« 2012/Dans le cœur », un plongeon assourdissant dans le passé

Le documentaire 2012/Dans le cœur, en salle depuis le 31 mars, immerge le public dans les événements du printemps érable. Cette critique des médias, du gouvernement et de la brutalité policière rouvre la discussion sur des moments qui ont marqué plusieurs étudiants et étudiantes.

 ? Quel est le spectacle de la révolte ? Quel est le spectacle de toi après ta mort ? » C’est sur cette narration troublante de Safia Nolin que débute le documentaire.

Des extraits vidéo de manifestations violentes et de marées humaines créent rapidement une ambiance stressante et crue. Le film tourne autour de trois événements principaux : la manifestation au Palais des congrès contre le Plan Nord, l’émeute au Congrès du Parti libéral à Victoriaville et les manifestations à Montréal, marquées dans l’imaginaire collectif grâce aux casseroles.

Âmes sensibles s’abstenir, car des images brutales sont au rendez-vous. Le documentaire est constitué de vidéos amateurs entrecoupées d’extraits de journalistes sur le terrain ainsi que de politiciens libéraux et de politiciennes libérales bien habillé(e)s. Les cris et les sons distordus ajoutés aux gaz lacrymogènes, jumelés à un montage saccadé, étouffent le public qui n’a que très peu de pauses lors du film.

« Ce que l’on voulait, c’était documenter l’expérience affective du mouvement et créer une sorte d’expérience immersive », raconte le coréalisateur et monteur Arnaud Valade en entrevue avec le Montréal Campus.

Une critique sanglante 

Le documentaire est loin de cacher son côté engagé et son opinion sur les événements de 2012. Les principaux et principales accusé(e)s sont la police, le gouvernement et les médias. 

L’une des narrations va comme suit : « La jeunesse étudiante découvre très vite une police qui lance des insultes racistes, misogynes et homophobes. Une police qui n’hésite pas à utiliser des coups de matraque et de bouclier, des armes chimiques, des grenades assourdissantes et des projectiles causant des blessures graves. »

Les images de brutalité policière ainsi que de manifestants et de manifestantes blessé(e)s sont au cœur du film.
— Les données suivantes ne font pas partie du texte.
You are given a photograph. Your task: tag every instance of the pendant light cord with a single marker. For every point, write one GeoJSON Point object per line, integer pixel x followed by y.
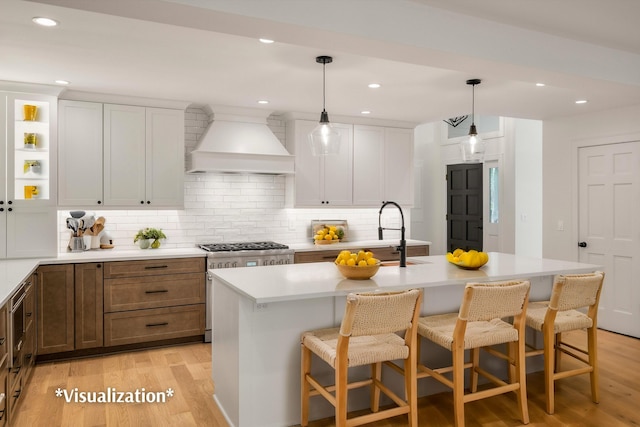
{"type": "Point", "coordinates": [324, 90]}
{"type": "Point", "coordinates": [473, 104]}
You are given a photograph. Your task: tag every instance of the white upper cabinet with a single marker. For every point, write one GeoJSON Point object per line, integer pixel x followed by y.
{"type": "Point", "coordinates": [165, 157]}
{"type": "Point", "coordinates": [121, 156]}
{"type": "Point", "coordinates": [80, 154]}
{"type": "Point", "coordinates": [320, 181]}
{"type": "Point", "coordinates": [382, 165]}
{"type": "Point", "coordinates": [124, 155]}
{"type": "Point", "coordinates": [28, 175]}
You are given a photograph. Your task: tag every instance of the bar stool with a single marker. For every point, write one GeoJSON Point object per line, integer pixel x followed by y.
{"type": "Point", "coordinates": [479, 323]}
{"type": "Point", "coordinates": [552, 318]}
{"type": "Point", "coordinates": [368, 335]}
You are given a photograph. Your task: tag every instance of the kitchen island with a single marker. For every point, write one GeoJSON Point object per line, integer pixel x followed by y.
{"type": "Point", "coordinates": [259, 314]}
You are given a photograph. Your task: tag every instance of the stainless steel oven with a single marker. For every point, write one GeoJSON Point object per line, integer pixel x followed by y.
{"type": "Point", "coordinates": [17, 328]}
{"type": "Point", "coordinates": [236, 255]}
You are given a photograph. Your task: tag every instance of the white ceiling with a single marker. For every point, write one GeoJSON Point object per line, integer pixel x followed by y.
{"type": "Point", "coordinates": [420, 51]}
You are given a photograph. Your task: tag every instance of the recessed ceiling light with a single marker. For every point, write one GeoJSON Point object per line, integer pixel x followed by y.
{"type": "Point", "coordinates": [45, 22]}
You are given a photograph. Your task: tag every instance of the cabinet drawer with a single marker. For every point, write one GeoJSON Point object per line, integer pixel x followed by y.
{"type": "Point", "coordinates": [153, 267]}
{"type": "Point", "coordinates": [133, 293]}
{"type": "Point", "coordinates": [154, 324]}
{"type": "Point", "coordinates": [4, 337]}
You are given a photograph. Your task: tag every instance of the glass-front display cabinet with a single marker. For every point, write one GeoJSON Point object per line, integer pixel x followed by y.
{"type": "Point", "coordinates": [28, 218]}
{"type": "Point", "coordinates": [30, 151]}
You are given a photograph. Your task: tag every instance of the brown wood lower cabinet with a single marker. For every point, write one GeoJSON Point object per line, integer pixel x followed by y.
{"type": "Point", "coordinates": [89, 310]}
{"type": "Point", "coordinates": [55, 295]}
{"type": "Point", "coordinates": [387, 253]}
{"type": "Point", "coordinates": [129, 327]}
{"type": "Point", "coordinates": [153, 300]}
{"type": "Point", "coordinates": [4, 372]}
{"type": "Point", "coordinates": [87, 307]}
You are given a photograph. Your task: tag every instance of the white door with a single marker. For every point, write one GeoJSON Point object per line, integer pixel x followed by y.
{"type": "Point", "coordinates": [609, 203]}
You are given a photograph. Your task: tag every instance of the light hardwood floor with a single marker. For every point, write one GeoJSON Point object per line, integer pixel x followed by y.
{"type": "Point", "coordinates": [187, 370]}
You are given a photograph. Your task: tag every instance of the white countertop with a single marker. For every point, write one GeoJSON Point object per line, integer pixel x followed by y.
{"type": "Point", "coordinates": [357, 244]}
{"type": "Point", "coordinates": [12, 274]}
{"type": "Point", "coordinates": [105, 255]}
{"type": "Point", "coordinates": [14, 271]}
{"type": "Point", "coordinates": [315, 280]}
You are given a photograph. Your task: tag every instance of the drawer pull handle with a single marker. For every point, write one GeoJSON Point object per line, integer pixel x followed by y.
{"type": "Point", "coordinates": [151, 325]}
{"type": "Point", "coordinates": [152, 267]}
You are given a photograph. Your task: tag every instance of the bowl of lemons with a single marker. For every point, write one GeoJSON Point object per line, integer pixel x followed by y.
{"type": "Point", "coordinates": [328, 234]}
{"type": "Point", "coordinates": [468, 260]}
{"type": "Point", "coordinates": [359, 265]}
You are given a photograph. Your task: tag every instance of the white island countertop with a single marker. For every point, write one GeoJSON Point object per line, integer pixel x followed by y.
{"type": "Point", "coordinates": [315, 280]}
{"type": "Point", "coordinates": [355, 244]}
{"type": "Point", "coordinates": [260, 312]}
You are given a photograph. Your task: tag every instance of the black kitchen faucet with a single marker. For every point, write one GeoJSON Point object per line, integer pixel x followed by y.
{"type": "Point", "coordinates": [403, 243]}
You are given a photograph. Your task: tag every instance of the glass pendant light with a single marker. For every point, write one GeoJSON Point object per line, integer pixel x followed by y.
{"type": "Point", "coordinates": [472, 147]}
{"type": "Point", "coordinates": [324, 138]}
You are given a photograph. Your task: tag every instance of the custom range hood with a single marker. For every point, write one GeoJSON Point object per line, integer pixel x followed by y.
{"type": "Point", "coordinates": [239, 141]}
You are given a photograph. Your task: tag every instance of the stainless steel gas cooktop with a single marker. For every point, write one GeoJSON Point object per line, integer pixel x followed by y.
{"type": "Point", "coordinates": [241, 246]}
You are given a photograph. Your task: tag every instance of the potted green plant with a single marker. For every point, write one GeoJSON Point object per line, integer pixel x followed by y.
{"type": "Point", "coordinates": [149, 237]}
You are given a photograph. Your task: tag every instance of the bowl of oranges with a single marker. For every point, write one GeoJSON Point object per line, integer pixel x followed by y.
{"type": "Point", "coordinates": [468, 260]}
{"type": "Point", "coordinates": [359, 265]}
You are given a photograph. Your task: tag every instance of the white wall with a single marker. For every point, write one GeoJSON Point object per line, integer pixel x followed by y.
{"type": "Point", "coordinates": [517, 148]}
{"type": "Point", "coordinates": [233, 208]}
{"type": "Point", "coordinates": [528, 188]}
{"type": "Point", "coordinates": [561, 138]}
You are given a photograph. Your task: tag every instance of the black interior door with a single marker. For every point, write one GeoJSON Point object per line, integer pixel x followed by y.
{"type": "Point", "coordinates": [464, 206]}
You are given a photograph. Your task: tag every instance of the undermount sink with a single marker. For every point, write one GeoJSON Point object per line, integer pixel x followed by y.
{"type": "Point", "coordinates": [397, 263]}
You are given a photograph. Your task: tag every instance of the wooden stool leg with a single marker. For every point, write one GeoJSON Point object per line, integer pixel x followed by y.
{"type": "Point", "coordinates": [458, 386]}
{"type": "Point", "coordinates": [549, 366]}
{"type": "Point", "coordinates": [305, 364]}
{"type": "Point", "coordinates": [592, 337]}
{"type": "Point", "coordinates": [411, 389]}
{"type": "Point", "coordinates": [473, 375]}
{"type": "Point", "coordinates": [376, 375]}
{"type": "Point", "coordinates": [341, 395]}
{"type": "Point", "coordinates": [520, 375]}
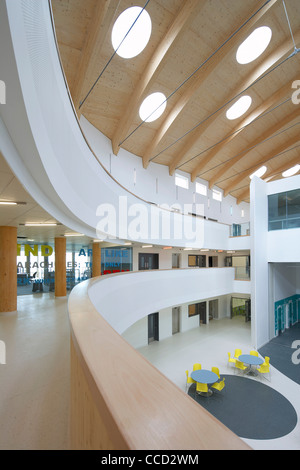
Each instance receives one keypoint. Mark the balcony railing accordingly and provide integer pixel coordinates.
(240, 230)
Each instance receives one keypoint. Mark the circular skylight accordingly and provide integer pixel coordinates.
(259, 173)
(152, 107)
(131, 32)
(239, 107)
(254, 45)
(292, 171)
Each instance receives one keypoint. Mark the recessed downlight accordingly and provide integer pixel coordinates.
(292, 171)
(131, 32)
(239, 107)
(259, 173)
(152, 107)
(254, 45)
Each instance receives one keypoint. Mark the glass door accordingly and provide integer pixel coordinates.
(148, 261)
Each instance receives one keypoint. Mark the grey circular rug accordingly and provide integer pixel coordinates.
(250, 408)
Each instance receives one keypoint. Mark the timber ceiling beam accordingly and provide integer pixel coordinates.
(274, 99)
(99, 27)
(181, 21)
(271, 61)
(261, 139)
(203, 73)
(246, 193)
(264, 160)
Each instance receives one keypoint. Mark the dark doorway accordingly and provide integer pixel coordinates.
(148, 261)
(153, 329)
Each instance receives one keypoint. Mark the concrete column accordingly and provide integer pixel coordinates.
(8, 269)
(96, 266)
(60, 267)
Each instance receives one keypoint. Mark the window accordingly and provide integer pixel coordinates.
(217, 195)
(259, 173)
(181, 181)
(131, 32)
(239, 108)
(201, 189)
(284, 210)
(153, 107)
(254, 45)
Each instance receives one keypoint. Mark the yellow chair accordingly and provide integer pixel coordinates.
(216, 371)
(189, 380)
(239, 365)
(201, 388)
(231, 360)
(219, 385)
(265, 368)
(237, 353)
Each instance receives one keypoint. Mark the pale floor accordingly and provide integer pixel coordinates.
(34, 383)
(209, 345)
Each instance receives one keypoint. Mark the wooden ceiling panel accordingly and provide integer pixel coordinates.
(191, 58)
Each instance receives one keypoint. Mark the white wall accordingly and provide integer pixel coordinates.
(259, 263)
(283, 245)
(271, 253)
(155, 184)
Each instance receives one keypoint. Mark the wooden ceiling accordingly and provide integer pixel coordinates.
(191, 59)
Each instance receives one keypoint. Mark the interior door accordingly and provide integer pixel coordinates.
(175, 320)
(153, 328)
(148, 261)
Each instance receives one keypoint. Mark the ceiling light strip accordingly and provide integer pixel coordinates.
(251, 148)
(235, 132)
(261, 163)
(111, 58)
(197, 69)
(226, 104)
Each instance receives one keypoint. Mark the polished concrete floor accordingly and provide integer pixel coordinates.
(209, 345)
(34, 382)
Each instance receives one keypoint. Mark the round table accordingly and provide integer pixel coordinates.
(204, 376)
(251, 361)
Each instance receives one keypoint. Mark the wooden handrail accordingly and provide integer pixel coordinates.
(120, 401)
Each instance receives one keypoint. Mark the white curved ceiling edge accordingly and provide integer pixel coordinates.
(45, 132)
(122, 299)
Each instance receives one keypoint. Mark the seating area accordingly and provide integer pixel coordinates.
(204, 379)
(208, 381)
(247, 365)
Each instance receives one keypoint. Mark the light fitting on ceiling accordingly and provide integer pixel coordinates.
(292, 171)
(259, 173)
(239, 107)
(33, 224)
(254, 45)
(153, 106)
(131, 32)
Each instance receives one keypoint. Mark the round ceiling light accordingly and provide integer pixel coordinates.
(292, 171)
(259, 173)
(254, 45)
(131, 32)
(239, 107)
(152, 107)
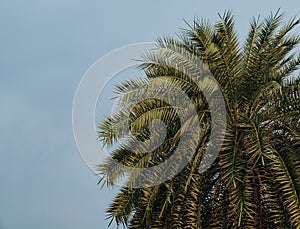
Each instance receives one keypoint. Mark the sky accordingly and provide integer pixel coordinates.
(45, 49)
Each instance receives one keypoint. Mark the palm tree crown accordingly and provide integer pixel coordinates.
(255, 180)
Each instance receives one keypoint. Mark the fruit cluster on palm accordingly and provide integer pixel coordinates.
(255, 180)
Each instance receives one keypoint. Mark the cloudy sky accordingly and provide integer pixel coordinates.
(45, 49)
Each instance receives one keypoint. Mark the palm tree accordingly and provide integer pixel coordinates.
(255, 180)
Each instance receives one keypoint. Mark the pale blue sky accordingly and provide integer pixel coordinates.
(45, 48)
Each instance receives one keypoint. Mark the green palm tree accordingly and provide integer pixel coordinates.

Un extrait saisissant montre un policier effectuant une agression agressive se faire attaquer par des personnes masquées. Cette violence est coupée par un porte-parole de la Sûreté du Québec (SQ) qui assure aux médias que le policier tentait « d’aider un citoyen ».

Arnaud Valade et son film critiquent la représentation criminelle des manifestants et des manifestantes par les médias. Selon le coréalisateur, « les casseurs » ont rapidement été associés à la communauté étudiante. Il déplore le mauvais portrait brossé par les médias traditionnels qui auraient dû faire preuve « d’une meilleure intelligence par rapport à la documentation de mouvements sociaux ».

Des liens historiques

Le documentaire, qui a gagné le prix coup de cœur du public au Festival du Nouveau Cinéma 2022, aborde à travers ses images perturbantes plusieurs sujets pertinents touchant l’histoire du Québec.

De nombreux parallèles historiques sont présents entre les événements de 2012 et le passé québécois. On y aborde notamment la création de la police sous une optique colonialiste. Le financement de la SQ et du Service de police de la ville de Montréal (SPVM) est aussi montré du doigt, tandis que des mouvements comme Black Lives Matter demandent le contraire.

« En 2020, par une ironie dont seul le pouvoir est capable, le policier Ian Lafrenière, porte-parole du SPVM en 2012, est nommé ministre des Affaires autochtones pour le Québec », souligne la narratrice, Safia Nolin.

La crise d’Octobre de 1970 est aussi mentionnée pour ses quelque 500 arrestations et son déclenchement de la Loi sur les mesures de guerre permettant de suspendre les libertés civiles. Le documentaire compare cette crise à celle du printemps érable : « Ce sont 3500 manifestantes et manifestants qui sont arrêté(e)s [en 2012] et 1500 de plus l’année suivante, ce qui représente la plus grande rafle de l’histoire du Québec et du Canada ».

Une plaie encore ouverte

Pour les dix ans de cette grève étudiante, le film a pour but « d’activer une mémoire collective, puis d’ouvrir des questions qui ont été fermées après 2012 », explique Arnaud Valade.

Le réalisateur mentionne les émotions refoulées par une génération de jeunes étudiants et étudiantes. Ayant fait partie du mouvement de masse à 16 ans, le jeune monteur explique comment le printemps érable « a bouleversé la vie de milliers de personnes ». Le film permet de raviver ces émotions que plusieurs ont oubliées, estime-t-il. Les grèves étudiantes ont fini « tellement rapidement et en queue de poisson » en raison des arrestations de masse liées à la loi 78 visant à restreindre le mouvement, affirme le réalisateur.